Here's the difference for them, in relation to the Christian faith. They walk into a Christian church and try to experience the like thing, its a crapsshoot. They may try a megachurch, a regular church, a small country-church, or a whole bunch. They will sample the "experience" of different denominations. They may even "feel" something on occasion.

But on the rare time they come into a true church, they may feel nothing at all, being hardened to the gospel. Even if the believers there "experence" God's presence in power, they may not. The words, "God is surely present with you!" may never escape their lips involuntarily. Experience of the presence of the Lord is not a matter of human will, but of divine will.

And even if they do meet God there, by his allowance, to what effect? Will the experience terrify them, and drive them further from God? Or will it draw them ultimately to faith in God? That too is in God's hands.
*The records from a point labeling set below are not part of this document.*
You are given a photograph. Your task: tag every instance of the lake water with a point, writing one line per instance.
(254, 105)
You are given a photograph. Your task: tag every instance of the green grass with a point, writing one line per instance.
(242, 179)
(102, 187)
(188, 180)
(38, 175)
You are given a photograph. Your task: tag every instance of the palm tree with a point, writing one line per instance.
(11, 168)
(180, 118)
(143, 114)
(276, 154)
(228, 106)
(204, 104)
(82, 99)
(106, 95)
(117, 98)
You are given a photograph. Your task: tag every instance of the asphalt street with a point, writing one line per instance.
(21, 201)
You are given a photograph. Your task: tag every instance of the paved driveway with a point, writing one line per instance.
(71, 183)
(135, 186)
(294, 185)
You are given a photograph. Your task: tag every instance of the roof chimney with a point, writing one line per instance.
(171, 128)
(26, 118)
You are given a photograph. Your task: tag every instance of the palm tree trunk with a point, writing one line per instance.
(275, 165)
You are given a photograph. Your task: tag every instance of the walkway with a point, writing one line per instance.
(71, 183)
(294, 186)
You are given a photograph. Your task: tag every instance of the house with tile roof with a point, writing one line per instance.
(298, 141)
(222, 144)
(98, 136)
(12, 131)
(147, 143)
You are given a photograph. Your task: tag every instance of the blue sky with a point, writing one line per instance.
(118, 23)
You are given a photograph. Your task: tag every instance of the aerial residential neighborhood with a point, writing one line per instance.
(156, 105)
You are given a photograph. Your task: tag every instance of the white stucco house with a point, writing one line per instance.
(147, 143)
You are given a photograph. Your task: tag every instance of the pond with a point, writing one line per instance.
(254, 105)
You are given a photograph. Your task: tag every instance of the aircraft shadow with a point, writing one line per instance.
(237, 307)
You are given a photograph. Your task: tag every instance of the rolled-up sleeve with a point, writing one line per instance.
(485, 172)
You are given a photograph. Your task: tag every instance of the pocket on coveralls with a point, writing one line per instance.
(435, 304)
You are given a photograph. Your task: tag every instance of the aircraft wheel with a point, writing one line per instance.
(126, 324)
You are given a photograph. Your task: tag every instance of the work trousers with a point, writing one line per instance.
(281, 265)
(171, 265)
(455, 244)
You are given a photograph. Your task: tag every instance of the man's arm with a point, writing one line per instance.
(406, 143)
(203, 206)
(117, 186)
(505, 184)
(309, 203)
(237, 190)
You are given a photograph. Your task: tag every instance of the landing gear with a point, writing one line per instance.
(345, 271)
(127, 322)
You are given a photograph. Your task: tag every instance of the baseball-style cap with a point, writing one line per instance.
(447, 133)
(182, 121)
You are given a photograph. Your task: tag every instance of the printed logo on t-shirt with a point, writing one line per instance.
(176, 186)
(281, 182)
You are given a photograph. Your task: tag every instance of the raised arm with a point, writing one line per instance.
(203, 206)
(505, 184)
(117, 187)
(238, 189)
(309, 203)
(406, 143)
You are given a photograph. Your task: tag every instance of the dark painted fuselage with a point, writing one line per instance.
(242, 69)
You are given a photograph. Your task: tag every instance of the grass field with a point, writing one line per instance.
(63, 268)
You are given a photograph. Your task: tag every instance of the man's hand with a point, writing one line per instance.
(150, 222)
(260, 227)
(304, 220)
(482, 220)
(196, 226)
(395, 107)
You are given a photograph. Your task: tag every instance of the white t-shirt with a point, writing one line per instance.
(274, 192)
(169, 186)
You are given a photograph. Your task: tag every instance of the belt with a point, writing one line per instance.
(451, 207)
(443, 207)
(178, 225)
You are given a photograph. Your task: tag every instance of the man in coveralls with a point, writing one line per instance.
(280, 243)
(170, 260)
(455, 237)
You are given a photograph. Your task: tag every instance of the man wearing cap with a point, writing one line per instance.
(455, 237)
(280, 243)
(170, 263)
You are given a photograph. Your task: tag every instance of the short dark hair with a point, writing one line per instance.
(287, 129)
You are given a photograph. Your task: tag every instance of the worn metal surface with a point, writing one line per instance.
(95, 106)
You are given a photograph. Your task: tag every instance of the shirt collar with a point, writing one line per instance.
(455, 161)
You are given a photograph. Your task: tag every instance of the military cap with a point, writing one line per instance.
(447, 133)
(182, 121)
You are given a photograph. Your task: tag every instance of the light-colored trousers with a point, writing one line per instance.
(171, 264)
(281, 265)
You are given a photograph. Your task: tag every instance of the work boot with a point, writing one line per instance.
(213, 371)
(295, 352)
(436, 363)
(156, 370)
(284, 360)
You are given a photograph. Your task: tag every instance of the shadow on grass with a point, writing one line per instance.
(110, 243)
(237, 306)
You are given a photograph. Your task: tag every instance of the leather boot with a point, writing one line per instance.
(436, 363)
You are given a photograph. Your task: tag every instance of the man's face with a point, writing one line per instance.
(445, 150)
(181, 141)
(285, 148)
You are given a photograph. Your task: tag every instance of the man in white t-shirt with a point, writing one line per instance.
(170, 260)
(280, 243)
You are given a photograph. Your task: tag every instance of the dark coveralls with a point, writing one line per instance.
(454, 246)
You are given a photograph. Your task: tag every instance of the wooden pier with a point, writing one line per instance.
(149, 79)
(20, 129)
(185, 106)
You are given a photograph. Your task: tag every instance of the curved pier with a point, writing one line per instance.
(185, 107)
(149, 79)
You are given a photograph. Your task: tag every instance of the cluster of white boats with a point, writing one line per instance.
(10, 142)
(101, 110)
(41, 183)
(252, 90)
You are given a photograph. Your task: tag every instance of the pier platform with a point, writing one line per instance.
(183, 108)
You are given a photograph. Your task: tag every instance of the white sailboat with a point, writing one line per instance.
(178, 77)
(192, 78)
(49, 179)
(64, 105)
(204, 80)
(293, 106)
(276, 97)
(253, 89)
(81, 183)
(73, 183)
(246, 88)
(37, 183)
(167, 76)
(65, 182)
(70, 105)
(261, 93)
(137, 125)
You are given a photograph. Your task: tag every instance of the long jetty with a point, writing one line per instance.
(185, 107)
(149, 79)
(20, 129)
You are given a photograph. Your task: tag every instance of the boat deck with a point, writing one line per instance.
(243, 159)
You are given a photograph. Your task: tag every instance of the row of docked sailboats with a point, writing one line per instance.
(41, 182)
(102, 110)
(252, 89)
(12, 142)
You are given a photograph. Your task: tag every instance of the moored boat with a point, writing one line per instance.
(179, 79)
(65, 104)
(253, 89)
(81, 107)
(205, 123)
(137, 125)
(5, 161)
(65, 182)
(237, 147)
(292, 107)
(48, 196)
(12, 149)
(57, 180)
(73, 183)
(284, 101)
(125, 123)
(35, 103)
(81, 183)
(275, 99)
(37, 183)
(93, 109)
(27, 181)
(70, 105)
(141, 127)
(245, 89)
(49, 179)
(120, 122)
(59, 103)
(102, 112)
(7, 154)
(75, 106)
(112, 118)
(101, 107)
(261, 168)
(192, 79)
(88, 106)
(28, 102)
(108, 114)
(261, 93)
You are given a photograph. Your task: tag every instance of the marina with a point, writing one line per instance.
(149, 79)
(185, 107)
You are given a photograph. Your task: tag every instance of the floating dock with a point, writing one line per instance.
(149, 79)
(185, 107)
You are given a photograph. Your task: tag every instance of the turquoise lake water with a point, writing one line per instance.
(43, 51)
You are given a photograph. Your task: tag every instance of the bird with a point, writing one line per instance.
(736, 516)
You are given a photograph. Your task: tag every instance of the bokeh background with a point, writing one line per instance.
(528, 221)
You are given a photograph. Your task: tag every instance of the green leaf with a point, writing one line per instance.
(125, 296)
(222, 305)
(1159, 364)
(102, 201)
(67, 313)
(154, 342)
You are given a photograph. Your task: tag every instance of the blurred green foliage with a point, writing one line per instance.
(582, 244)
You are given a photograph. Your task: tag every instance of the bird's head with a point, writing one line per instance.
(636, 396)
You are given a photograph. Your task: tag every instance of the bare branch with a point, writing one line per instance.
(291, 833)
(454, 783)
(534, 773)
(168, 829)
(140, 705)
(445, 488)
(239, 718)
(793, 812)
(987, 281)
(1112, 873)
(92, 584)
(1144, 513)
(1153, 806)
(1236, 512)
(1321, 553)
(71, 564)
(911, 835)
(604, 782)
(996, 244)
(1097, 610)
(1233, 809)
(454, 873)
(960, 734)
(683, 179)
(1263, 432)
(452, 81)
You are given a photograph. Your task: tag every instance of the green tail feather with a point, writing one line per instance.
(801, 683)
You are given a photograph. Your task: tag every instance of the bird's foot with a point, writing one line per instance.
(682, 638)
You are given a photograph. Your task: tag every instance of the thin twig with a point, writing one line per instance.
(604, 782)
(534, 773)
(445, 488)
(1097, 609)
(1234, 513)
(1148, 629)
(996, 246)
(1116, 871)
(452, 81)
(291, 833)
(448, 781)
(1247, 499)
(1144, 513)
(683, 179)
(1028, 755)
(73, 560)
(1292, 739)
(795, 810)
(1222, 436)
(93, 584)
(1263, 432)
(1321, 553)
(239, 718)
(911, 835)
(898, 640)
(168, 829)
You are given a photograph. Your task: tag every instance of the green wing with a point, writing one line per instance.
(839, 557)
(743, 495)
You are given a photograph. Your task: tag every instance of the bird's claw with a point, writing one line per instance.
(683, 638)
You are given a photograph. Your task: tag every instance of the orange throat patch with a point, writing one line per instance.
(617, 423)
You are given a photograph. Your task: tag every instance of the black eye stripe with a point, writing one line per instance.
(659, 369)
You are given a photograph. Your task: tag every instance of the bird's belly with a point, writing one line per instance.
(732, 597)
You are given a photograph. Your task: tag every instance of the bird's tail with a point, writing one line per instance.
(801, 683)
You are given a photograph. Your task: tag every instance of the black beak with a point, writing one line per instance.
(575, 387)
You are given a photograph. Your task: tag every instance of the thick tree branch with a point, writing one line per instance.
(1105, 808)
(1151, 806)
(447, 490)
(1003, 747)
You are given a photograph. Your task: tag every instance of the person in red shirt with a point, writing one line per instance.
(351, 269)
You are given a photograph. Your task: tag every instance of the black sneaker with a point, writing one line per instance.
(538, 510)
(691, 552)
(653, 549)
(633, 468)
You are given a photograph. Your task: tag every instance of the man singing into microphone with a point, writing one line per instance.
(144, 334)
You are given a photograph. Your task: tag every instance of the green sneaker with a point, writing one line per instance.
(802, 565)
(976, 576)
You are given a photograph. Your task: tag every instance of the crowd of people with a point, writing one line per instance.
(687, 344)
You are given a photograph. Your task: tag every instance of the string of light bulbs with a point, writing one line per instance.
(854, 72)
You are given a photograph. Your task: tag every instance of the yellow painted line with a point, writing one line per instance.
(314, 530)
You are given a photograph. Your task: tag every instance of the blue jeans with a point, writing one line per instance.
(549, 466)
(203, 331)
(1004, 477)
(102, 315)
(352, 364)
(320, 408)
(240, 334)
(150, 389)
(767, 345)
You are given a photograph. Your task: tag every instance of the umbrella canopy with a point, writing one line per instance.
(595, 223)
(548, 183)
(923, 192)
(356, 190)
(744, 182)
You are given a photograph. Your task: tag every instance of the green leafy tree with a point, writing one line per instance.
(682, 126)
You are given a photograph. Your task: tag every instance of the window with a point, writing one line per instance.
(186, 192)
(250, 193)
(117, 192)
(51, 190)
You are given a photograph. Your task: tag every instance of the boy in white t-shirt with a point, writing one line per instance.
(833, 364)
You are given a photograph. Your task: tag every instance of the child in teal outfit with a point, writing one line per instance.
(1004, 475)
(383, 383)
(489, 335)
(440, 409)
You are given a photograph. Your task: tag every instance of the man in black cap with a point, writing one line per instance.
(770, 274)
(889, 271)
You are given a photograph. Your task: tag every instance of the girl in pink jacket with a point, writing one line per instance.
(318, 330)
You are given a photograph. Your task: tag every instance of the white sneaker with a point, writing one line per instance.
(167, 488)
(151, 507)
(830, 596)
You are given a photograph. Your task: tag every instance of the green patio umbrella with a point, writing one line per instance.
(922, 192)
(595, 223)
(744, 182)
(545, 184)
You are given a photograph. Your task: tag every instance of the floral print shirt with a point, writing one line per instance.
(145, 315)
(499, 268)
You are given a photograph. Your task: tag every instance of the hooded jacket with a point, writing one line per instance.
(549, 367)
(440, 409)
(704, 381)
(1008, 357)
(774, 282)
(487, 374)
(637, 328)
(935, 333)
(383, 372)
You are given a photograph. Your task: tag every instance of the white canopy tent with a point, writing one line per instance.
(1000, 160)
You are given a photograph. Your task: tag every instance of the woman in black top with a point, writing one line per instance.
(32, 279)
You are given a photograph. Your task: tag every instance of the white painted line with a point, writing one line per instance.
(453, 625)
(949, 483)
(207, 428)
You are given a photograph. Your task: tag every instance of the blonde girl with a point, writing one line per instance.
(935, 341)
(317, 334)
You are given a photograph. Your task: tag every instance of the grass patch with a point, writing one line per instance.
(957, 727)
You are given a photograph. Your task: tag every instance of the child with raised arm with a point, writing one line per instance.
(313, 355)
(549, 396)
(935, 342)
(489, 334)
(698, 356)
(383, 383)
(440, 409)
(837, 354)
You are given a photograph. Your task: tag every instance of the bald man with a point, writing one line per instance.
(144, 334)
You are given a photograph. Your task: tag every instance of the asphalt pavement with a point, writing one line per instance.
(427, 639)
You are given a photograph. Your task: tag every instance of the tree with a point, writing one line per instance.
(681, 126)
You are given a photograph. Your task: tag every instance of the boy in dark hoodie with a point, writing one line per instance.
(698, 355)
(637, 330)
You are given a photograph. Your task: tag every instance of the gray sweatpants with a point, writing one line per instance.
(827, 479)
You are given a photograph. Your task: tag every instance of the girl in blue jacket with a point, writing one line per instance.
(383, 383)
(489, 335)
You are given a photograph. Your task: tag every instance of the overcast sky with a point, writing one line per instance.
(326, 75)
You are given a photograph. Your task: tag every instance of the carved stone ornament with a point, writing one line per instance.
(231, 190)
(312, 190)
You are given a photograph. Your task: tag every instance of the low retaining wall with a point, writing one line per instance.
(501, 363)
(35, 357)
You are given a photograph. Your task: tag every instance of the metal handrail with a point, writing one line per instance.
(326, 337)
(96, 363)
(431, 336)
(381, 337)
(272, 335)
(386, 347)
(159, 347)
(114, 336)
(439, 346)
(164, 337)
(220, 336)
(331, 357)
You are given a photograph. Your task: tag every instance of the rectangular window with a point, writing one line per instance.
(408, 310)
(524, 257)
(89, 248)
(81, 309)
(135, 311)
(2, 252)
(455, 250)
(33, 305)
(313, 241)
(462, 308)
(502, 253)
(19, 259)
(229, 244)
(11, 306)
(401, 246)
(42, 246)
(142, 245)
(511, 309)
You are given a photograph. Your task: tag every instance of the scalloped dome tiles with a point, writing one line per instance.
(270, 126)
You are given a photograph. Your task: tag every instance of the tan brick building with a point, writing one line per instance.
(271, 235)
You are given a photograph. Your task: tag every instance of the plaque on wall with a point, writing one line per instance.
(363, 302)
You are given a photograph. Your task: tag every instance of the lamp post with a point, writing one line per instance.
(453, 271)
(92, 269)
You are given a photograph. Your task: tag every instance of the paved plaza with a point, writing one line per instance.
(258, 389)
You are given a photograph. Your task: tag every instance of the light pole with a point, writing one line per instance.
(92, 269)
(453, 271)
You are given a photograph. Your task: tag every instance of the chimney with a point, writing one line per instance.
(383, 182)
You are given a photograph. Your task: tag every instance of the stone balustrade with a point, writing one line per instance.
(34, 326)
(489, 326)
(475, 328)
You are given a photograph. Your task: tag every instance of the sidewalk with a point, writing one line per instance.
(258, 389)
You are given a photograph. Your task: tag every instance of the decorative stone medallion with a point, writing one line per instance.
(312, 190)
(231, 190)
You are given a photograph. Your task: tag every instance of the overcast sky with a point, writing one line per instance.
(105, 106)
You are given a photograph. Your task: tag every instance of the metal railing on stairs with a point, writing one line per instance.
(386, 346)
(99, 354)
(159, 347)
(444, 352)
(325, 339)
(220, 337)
But the bottom line is: they will never capture the real thing on a spectrograph, camera, EEG machine, ouija board, X-ray machine, CT scanner, data tables, interviews, or "dream-catchers."

The fact that they are investigating spirituality this way is just more proof that Paul (and Isaiah, etc.) were right about man's religious propensities, and The Preacher's observation that "there is nothing new under the sun." Human nature hasn't changed in (at least) 6000 years of recorded human history (not long enough to "prove" evolution wrong, but definitely in line with the Bible's testimony and uniform experience concerning the fixity of species :) ).
 
I agree with Bruce.

This joins the Turkish quadra-ped article and others I've seen lately to confirm what I've heard Jacob Aitken say: "sin makes you stupid."

It is a marvel how so many scientists are willing to set aside their hard-won skepticsm when they see a chance at gnosticsm. I think science's roots in alchemy are still showing. (And I used to work as a scientist).

Vic
 
Exactly.

Have you guys ever read or heard the great debate between Bahnsen and Stein?

Stein says something I've heard a lot of Atheists say (and even the Wired article is sympathetic to):
Well, Dr. Bahnsen has criticized Hinduism. I would make the case that Hinduism is no more irrational than Christianity is. Nor do I think that it is any more irrational than Islam is. Nor is it any more irrational than almost any other religion that you wanna name. With one exception; I´d say Buddhism is more rational than either Christianity or Hinduism. That doesn´t mean that I accept Buddhism either, but I just think it´s more rational. At least it makes some psychological sense, if nothing else.
Buddhism is so cuddly to them.

[singsongy voice]MORONS.....[/singsongy voice]

[Edited on 3-8-2006 by SemperFideles]
 
My wife's father is heavily into buddism and kung fu. He can do some things that would freak these people out. He made my wife taste something that she did not put in her mouth; he also took head aches away from her and would wake up with spliting headaches himself the next day (basically transfering the head ache from her to him). Pretty scary considering these powers do not come from God and this is my father in law! (Please pray for him.) Buddism basically destroyed my wife's family; she hates it. My father inlaw stopped working and spending time with his family and would be at the temple instead. When I became a Christian my wife did not like it at all because she equated all religion with buddism. And because buddism was evil then Christianity (in her oppinion) must be also. My wife is now a Christian; Praise God!